Many more autistics are being diagnosed now than a few decades ago, and autism was not known before Kanner reported on it in 1943. The cause of the autism “epidemic” is a subject of continuous debate: some people claim that autism as a disorder is increasing, perhaps due to environmental toxins or vaccines. Others, among which I am, claim that the disorder is just diagnosed more frequently, due to increased awareness and broadened criteria. However, these kids and adults should come to the attention of clinicians before they’ll ever be diagnosed. Kanner did not grab a group of children out of the streets, invent a disorder, labeled them with it and reported in a journal. A child or an adult will not be labeled with autism or Asperger’s unless they have significant problems at work, at school, in socialization or in other important areas of functioning. The simple fact that a clinician knows more about autism, will not get them to diagnose a neurotypical child as autistic, and the DSM criteria for Asperger’s are nothing like “shyness”, regardless of what anti-psychiatry activists will want us to believe.
So does that say that autism should truly be increasing? Not necessarily. The constellation of neurological characteristics now diagnosed as autism, has probably always existed, just like the neurological constellations for ADHD and dyslexia have likely always existed. However, do you think that, during the time that no-one could read, anyone was diagnosed as dyslexic? Not likely.

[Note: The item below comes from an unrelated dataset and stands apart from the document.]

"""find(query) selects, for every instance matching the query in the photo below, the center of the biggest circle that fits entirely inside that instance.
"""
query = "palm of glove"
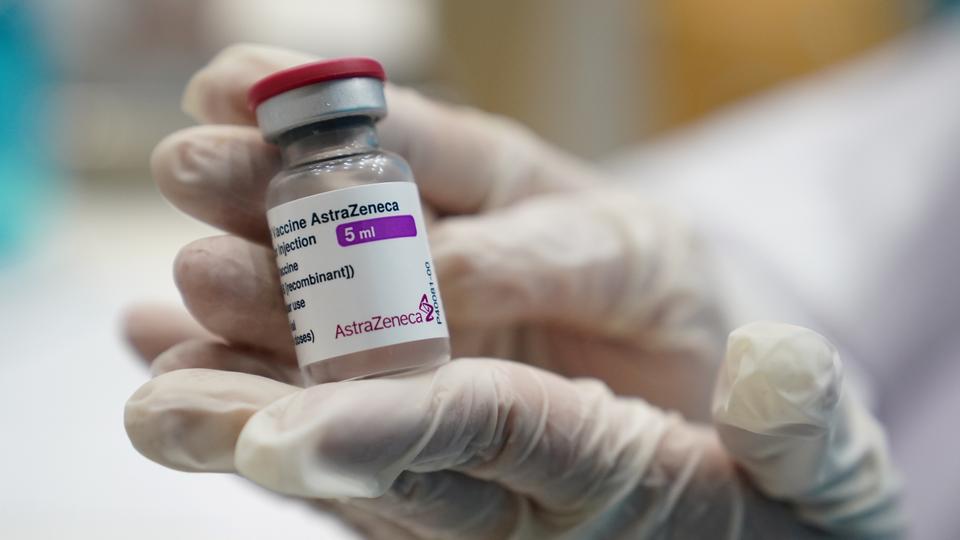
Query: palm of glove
(538, 264)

I’ve recently been reading a book in which autistic adults tell their stories. The editor of the book, herself not autistic, speculates in the preface that autism may be more noticeable these days due to our modern information society. After all, society was never as fast-paced as it is now, and never did people need to process so much information and stimulation at once. This does not mean that there’s suddenly sprung up a group of people with neurologies that are incompatible with these expectations, but that people with a neurology incompatible with these expectations, are more likely to get stuck – and, once they’ve gotten stuck, end up in the clinician’s office.
I am not sayig that autism is merely a social construct. It is not. In fact, autistics do have significant neurological differences from neurotypical people, and in this world, not recognizing this, is setting up autistics for failure. But in a world that doesn’t value the processing and filtering of large chunks of information at once as much as ours does, these neurological differences would not have been a problem, just as dyslexia “didn’t exist” when most people couldn’t read anyway and ADHD “didn’t exist” when most people carried out physical labor – for which hyperactivity may be an asset.
This is really the reason why I won’t take “Einsteinaise” trivializations of my problems: Einstein doesn’t live in 2008. I understand the good intentions behind such comparisons: to show that the autistic mindset does have its positive aspects, to show that autistics can accomplish great things, etc. I agree to both of these, but simply saying that Einstein was autistic so I really shouldn’t have many problems, makes no sense. All of us are connected to the society we live in, and if that society is not compatible with our neurological or psychological characteristics, that is going to cause hardship. Calling our problems social constructs, will not ease that – because the world isn’t going to change in a heartbeat.